In the current code, whenever a boxed type is returned a new smob is created
for it. No attempt is made to find and re-use an existing smob holding the
same pointer (and type). This is simple, but it's also the reason boxed types
can't be compared with eq?. A smob “equalp” function could
compare pointers, but it's not clear if that would be the best thing.
equal? normally looks into the contents of objects, so one might want
it for instance to test whether two GdkRegions are the same area, or
something like that, instead of only the same object.
GTypeGTypes are represented by a smob holding the GType value (an
integer, though actually it's a pointer Glib has converted to an integer).

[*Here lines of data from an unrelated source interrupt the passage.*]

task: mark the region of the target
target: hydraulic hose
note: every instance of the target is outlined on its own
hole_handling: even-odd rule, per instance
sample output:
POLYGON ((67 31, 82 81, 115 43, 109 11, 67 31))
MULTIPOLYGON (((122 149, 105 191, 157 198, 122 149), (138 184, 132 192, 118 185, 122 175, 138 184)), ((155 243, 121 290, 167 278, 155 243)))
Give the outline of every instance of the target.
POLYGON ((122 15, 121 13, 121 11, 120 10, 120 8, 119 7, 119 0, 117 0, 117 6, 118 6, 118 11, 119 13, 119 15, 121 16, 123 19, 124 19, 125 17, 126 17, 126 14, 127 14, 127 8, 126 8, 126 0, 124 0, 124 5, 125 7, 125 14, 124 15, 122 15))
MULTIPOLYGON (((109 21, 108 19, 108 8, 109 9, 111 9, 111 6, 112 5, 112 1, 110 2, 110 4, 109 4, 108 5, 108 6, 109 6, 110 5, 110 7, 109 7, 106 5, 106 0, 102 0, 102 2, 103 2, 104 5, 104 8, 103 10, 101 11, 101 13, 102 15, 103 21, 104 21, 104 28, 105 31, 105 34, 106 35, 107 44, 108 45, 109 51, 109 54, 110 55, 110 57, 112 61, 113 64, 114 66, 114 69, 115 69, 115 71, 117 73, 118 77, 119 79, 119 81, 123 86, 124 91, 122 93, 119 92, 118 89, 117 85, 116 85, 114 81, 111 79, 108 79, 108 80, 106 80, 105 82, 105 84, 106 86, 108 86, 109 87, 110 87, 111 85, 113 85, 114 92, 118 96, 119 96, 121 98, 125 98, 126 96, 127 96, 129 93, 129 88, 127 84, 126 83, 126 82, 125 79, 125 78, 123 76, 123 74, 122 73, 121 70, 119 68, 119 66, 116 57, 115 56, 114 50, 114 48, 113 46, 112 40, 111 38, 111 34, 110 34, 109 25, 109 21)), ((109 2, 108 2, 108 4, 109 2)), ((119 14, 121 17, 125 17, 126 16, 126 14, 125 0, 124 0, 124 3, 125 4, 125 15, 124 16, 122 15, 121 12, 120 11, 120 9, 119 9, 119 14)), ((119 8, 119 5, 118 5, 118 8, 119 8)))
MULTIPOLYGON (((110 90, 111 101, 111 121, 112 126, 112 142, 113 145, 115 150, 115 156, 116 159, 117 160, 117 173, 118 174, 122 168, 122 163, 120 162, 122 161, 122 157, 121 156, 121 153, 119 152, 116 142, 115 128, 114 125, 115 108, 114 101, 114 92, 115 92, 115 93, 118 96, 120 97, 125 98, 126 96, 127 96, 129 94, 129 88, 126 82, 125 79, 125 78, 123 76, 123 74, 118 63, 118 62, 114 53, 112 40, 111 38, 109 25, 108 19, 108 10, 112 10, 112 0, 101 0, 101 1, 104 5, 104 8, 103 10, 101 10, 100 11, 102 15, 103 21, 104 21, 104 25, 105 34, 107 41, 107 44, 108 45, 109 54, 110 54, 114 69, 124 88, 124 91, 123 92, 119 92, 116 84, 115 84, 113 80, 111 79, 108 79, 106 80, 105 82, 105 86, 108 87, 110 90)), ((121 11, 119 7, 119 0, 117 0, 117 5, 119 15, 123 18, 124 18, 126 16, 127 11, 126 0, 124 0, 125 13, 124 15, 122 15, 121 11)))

GType values are never destroyed, so there's no ref/unref to apply. A
new smob is created whenever a GType is returned, no attempt is made to
find and re-use an existing smob for it. A smob equality function allows
types to be compared with equal?.
Guile-Gtk functions taking a GType also accept a Scheme symbol, with
the name looked up to get the actual GType value to pass down to C.
g_type_from_name gives types which have been initialized (or are
builtin), and in addition Guile-Gtk has a table of get_type functions
to call, such as gtk_vbox_get_type for GtkVBox. But that table
is limited to the types appearing in the .defs files, there's nowhere
in Glib or Gtk recording the names of all initializable types and classes.